But Alke Boessiger, head of commerce at UNI Global Union, which has coordinated the talks along with the International Transport Workers' Federation, accused Amazon of treating workers "like robots".
The unions at the meeting are planning to develop a coordinated strategy to increase wages and improve working conditions. They also hope to increase worker representation across Europe – especially in Poland and the Czech Republic, where the company is planning to open more distribution centers.
Amazon, however, said it "firmly believed" the best way to understand and respond to its workforce was directly with its employees.
"We have multiple avenues to listen to and respond to our associates, including employee surveys, anonymous helplines, voice of associate boards, All Hands meetings, roundtables, and other mechanisms," the company said in a statement emailed to CNBC.
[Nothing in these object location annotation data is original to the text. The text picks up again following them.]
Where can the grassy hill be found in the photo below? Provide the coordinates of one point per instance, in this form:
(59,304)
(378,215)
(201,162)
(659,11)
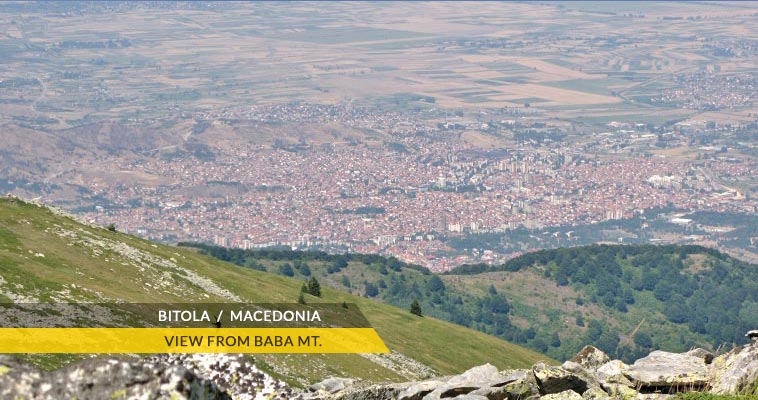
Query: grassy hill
(626,300)
(47,256)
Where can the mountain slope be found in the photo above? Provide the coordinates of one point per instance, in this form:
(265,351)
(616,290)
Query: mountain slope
(625,299)
(47,256)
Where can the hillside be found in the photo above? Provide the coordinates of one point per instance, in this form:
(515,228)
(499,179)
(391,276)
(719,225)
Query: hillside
(627,300)
(48,256)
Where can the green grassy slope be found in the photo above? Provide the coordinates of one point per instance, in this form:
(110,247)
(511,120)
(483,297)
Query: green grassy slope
(49,257)
(626,300)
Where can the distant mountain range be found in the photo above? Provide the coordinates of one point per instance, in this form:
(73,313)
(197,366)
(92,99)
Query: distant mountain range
(626,300)
(48,256)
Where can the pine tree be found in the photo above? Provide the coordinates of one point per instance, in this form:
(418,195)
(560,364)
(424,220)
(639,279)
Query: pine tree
(416,308)
(314,288)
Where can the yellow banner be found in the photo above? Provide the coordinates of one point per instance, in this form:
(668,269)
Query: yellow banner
(190,340)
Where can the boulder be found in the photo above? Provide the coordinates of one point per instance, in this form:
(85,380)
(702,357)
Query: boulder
(612,372)
(590,357)
(106,379)
(735,372)
(523,388)
(706,355)
(595,393)
(470,397)
(668,372)
(417,391)
(565,395)
(480,375)
(332,385)
(552,380)
(376,392)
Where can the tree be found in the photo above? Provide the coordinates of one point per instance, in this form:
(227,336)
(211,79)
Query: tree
(286,270)
(435,284)
(594,330)
(643,340)
(314,288)
(371,290)
(555,340)
(416,308)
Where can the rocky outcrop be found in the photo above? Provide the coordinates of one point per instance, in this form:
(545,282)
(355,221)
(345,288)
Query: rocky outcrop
(165,376)
(590,357)
(736,371)
(669,372)
(105,379)
(589,375)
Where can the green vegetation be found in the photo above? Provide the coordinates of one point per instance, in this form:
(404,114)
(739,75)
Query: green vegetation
(51,257)
(708,396)
(416,308)
(626,300)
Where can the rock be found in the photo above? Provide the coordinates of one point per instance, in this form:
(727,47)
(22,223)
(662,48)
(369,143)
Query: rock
(476,375)
(377,392)
(524,387)
(612,372)
(236,373)
(417,391)
(590,357)
(706,355)
(332,385)
(106,379)
(565,395)
(735,372)
(595,393)
(619,391)
(669,372)
(558,379)
(470,397)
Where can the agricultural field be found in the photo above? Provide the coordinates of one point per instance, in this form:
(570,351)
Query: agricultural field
(66,65)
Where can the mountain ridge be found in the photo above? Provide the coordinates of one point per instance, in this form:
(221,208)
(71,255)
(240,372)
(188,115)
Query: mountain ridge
(48,256)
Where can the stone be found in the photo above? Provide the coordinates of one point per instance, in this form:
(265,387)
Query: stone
(706,355)
(525,387)
(417,391)
(106,379)
(558,379)
(482,374)
(590,357)
(470,397)
(668,372)
(619,391)
(565,395)
(332,385)
(612,372)
(735,372)
(595,393)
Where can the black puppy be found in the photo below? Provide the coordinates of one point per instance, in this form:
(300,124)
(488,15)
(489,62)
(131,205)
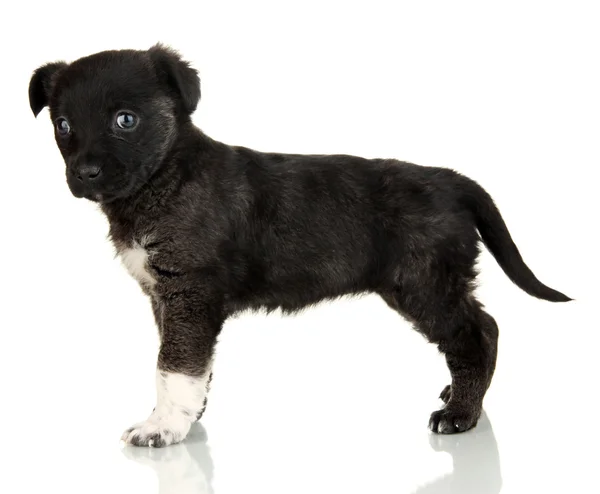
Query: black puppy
(209,229)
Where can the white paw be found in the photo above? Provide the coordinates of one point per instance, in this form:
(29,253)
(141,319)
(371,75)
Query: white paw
(158,431)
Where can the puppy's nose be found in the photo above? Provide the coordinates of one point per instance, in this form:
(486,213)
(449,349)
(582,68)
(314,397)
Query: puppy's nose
(88,173)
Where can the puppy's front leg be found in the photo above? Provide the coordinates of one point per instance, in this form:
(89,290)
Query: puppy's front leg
(188,325)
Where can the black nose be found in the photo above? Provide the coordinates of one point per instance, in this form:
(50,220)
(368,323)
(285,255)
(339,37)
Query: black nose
(88,173)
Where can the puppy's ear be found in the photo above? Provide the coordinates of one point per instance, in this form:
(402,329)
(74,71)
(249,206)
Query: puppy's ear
(41,85)
(177,74)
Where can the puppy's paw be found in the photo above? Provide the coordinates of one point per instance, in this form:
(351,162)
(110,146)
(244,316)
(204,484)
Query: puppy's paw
(158,432)
(447,421)
(446,393)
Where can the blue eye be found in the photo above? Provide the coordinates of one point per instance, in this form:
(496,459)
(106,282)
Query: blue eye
(62,127)
(126,120)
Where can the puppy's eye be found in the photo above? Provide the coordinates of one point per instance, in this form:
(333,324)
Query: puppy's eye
(126,120)
(62,127)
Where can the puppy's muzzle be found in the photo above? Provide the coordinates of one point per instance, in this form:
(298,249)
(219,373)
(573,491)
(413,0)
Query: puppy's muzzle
(88,175)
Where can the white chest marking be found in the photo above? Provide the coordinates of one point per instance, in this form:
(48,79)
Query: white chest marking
(135,259)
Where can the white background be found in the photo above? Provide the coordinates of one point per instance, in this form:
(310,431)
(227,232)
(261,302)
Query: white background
(335,400)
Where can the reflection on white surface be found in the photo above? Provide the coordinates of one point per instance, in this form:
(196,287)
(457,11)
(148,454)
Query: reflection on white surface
(183,468)
(475,462)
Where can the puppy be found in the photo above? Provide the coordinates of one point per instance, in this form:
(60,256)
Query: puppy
(209,230)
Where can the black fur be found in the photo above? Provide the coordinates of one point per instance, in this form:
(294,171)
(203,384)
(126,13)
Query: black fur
(228,228)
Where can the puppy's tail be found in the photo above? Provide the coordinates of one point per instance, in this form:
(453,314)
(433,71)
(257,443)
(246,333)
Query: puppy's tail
(497,239)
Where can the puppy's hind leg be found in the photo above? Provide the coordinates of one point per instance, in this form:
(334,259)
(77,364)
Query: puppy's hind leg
(470,349)
(468,337)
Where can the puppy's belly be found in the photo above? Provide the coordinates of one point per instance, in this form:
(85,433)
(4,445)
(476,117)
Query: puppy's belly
(135,259)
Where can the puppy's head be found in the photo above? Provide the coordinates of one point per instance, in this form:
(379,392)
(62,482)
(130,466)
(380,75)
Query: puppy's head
(116,115)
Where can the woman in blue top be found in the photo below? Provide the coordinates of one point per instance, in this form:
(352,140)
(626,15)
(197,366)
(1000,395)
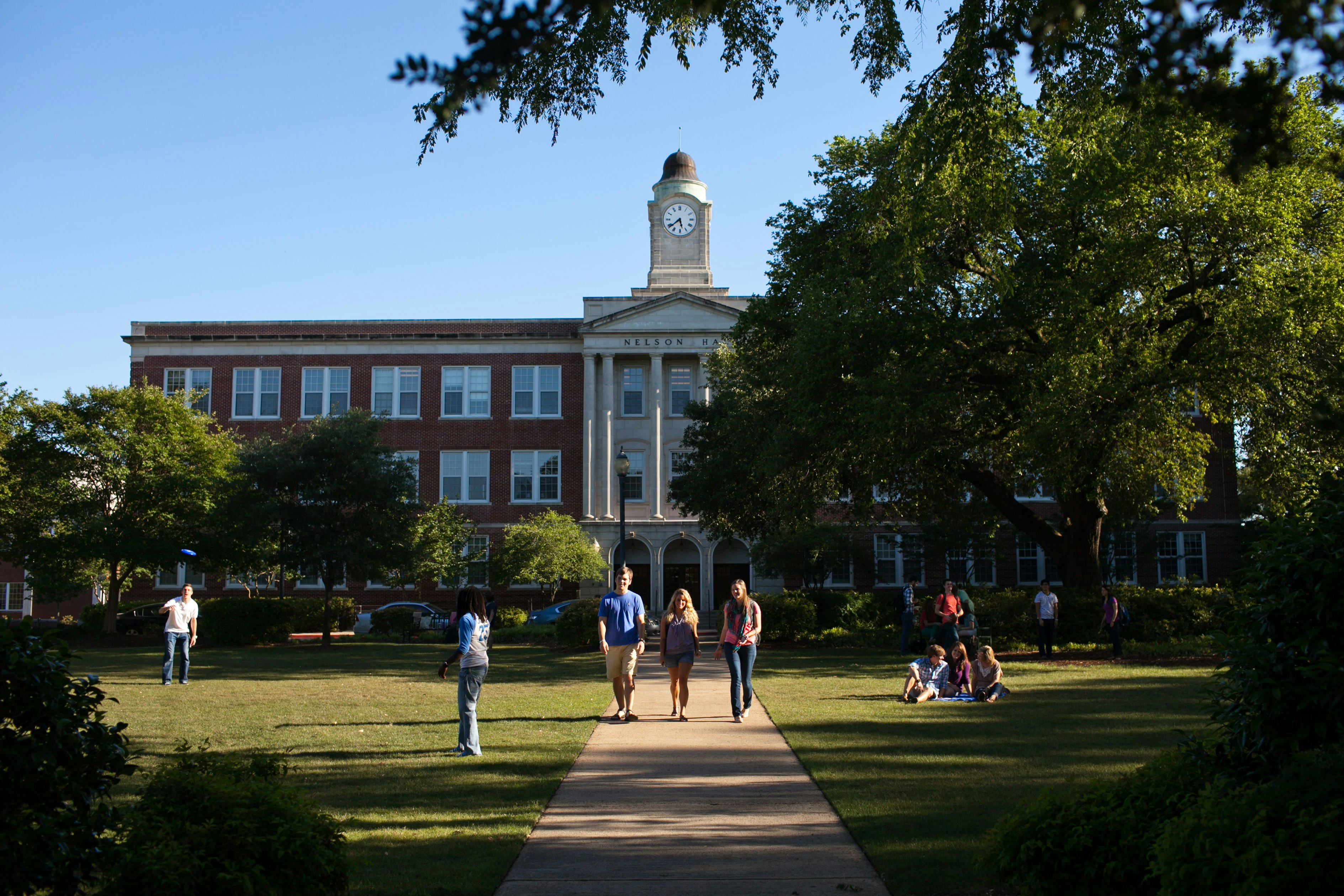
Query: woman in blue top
(473,633)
Amazon has already been hit with a number of strikes by workers across Europe. In Germany –where the retailer employs around 9,000 people – workers' efforts to negotiate new pay deals have resulted in multiple strikes. The company has also been hit by industrial action in France and protests in Britain.
It follows a public backlash against the U.S. company for channeling its European revenues to Luxemburg in an effort to minimize corporate tax payments. For example, Amazon reported sales of $7.3 billion in Britain in 2013, but only paid £10 million ($17.2 million) in tax, according to Reuters.